Lao Zi and the Tao Te Ching

Tao-Te-Ching Book
Tao-Te-Ching Book

The Tao Te Ching is translated as ‘The Classic Book of Integrity and the Way’ by Victor Mair, a wonderful Chinese scholar of the Tao. Next to the Bible and the Hindu Bhagavad Gita, the Tao Te Ching is the most translated book in the world, according to Mair. He also pointed out that over a hundred different renditions of the Taoist classic have been made into English alone. The Tao Te Ching is considered by most scholars to be the fundamental text of philosophical and mystical/religious Taoism. Its authors is popularly said to be Lao Zi, but closer to the truth, is the fact that it was written by a number of people over a period of three centuries (circa 650-350 B.C.)

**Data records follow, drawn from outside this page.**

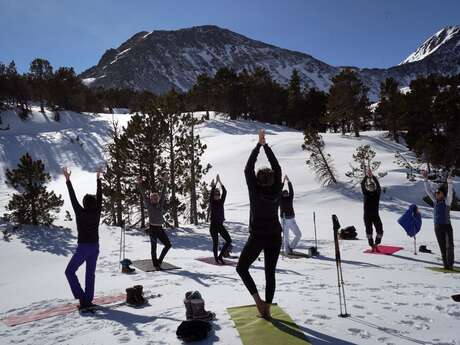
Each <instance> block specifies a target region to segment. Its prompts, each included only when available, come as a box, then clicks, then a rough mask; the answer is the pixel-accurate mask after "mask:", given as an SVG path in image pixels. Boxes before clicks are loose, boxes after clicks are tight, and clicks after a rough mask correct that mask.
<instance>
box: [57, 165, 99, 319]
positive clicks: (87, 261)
mask: <svg viewBox="0 0 460 345" xmlns="http://www.w3.org/2000/svg"><path fill="white" fill-rule="evenodd" d="M63 173H64V176H65V178H66V184H67V189H68V190H69V196H70V201H71V202H72V207H73V210H74V212H75V220H76V222H77V231H78V245H77V250H76V251H75V253H74V255H73V256H72V258H71V259H70V262H69V264H68V265H67V268H66V270H65V275H66V277H67V280H68V281H69V284H70V289H71V290H72V294H73V296H74V297H75V298H76V299H78V300H79V301H80V309H81V310H84V309H85V308H89V307H92V306H94V304H93V303H92V302H93V298H94V283H95V278H96V277H95V272H96V263H97V258H98V256H99V221H100V219H101V209H102V191H101V178H100V175H101V171H100V170H99V169H98V171H97V193H96V195H91V194H86V195H85V196H84V197H83V207H82V206H81V205H80V204H79V202H78V200H77V198H76V196H75V191H74V190H73V187H72V183H71V182H70V174H71V172H70V171H69V170H68V169H67V168H63ZM84 262H86V275H85V291H83V289H82V287H81V285H80V282H79V281H78V277H77V275H76V274H75V272H76V271H77V270H78V268H79V267H80V266H81V265H82V264H83V263H84Z"/></svg>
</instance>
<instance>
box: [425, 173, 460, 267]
mask: <svg viewBox="0 0 460 345" xmlns="http://www.w3.org/2000/svg"><path fill="white" fill-rule="evenodd" d="M423 177H424V178H425V191H426V194H427V195H428V196H429V198H430V199H431V201H433V218H434V232H435V234H436V239H437V240H438V244H439V249H440V250H441V256H442V262H443V264H444V268H445V269H446V270H453V268H454V234H453V232H454V231H453V229H452V224H451V222H450V207H451V205H452V199H453V196H454V191H453V187H452V177H451V176H448V177H447V191H446V188H445V186H444V185H442V186H440V187H438V188H437V189H436V191H435V192H433V190H432V189H431V186H430V185H429V182H428V172H426V171H424V172H423Z"/></svg>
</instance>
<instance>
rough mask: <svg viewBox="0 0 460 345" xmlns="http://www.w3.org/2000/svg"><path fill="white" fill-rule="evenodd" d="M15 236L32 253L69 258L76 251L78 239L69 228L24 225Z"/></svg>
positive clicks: (14, 231) (17, 230) (14, 232)
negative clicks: (76, 245) (32, 251)
mask: <svg viewBox="0 0 460 345" xmlns="http://www.w3.org/2000/svg"><path fill="white" fill-rule="evenodd" d="M13 234H14V235H16V236H17V238H18V239H19V240H20V241H21V242H22V243H24V244H25V245H26V247H27V249H30V250H31V251H41V252H48V253H51V254H54V255H63V256H68V255H71V254H72V253H73V251H74V249H75V243H76V237H75V236H74V235H73V234H72V231H71V230H70V229H68V228H61V227H58V226H29V225H23V226H22V227H21V228H20V229H18V230H14V232H13Z"/></svg>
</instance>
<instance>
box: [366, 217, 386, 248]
mask: <svg viewBox="0 0 460 345" xmlns="http://www.w3.org/2000/svg"><path fill="white" fill-rule="evenodd" d="M364 225H365V226H366V237H367V240H368V241H369V245H370V246H371V247H373V246H374V244H375V245H379V244H380V243H381V242H382V237H383V225H382V221H381V220H380V216H379V215H378V214H370V215H369V214H365V215H364ZM372 225H373V226H375V232H376V233H377V236H376V237H375V243H374V239H373V238H372V232H373V228H372Z"/></svg>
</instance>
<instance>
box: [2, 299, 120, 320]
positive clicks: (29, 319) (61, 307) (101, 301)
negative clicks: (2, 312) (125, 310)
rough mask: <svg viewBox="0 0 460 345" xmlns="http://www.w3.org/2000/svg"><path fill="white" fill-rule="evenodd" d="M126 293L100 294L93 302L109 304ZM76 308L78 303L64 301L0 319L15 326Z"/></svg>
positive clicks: (58, 314) (113, 302)
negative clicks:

The Tao or the Way defies definition. Indeed, according to the Tao Te Ching, when the Tao is defined, it ceases to be the Tao. Translated into English, the Way is usually accepted as one meaning. But the Way should be taken to be a higher source or the Universe, not a method in the concrete sense. Some would equate it to God or Godot in Samual Beckett’s play Waiting for Godot. The Tao, in other words can be taken in many ways, for many reasons, by different people. Perhaps the most profound is provided by Mair. He sees the Tao as the all pervading, self existent, eternal cosmic unity the source from which all created things emanate and to which they all return.

Lao-Zi: Father of Taoism
Lao-Zi: Father of Taoism

The Tao Te Ching is also popularly known amongst traditional Chinese as the Classic of Five thousand characters. It is very condensed and many of its proverbial sayings filled with wisdom are paradoxical, and require deep contemplation to work out. Note for example the following;

The ways that can be walked are not the eternal Way

The names that can be named are not the eternal name

The nameless is the origin of the myriad creatures

The named is the mother of the myriad creatures

Therefore,

Always be without desire

in order to observe its wondrous subtleties

Always have desire

so that you may observe its manifestations.

Both of these derive from the same source

They have different names but the same designation.

Mystery of mysteries

The gate of all wonders!

Perhaps a few moments or even days of contemplation may give us a glimmer of the wisdom  of these words. Ponder on the paradoxical nature of these words and the world we live in. May your meditations be deep and silent and may they yield the blue pearl of wisdom and truth.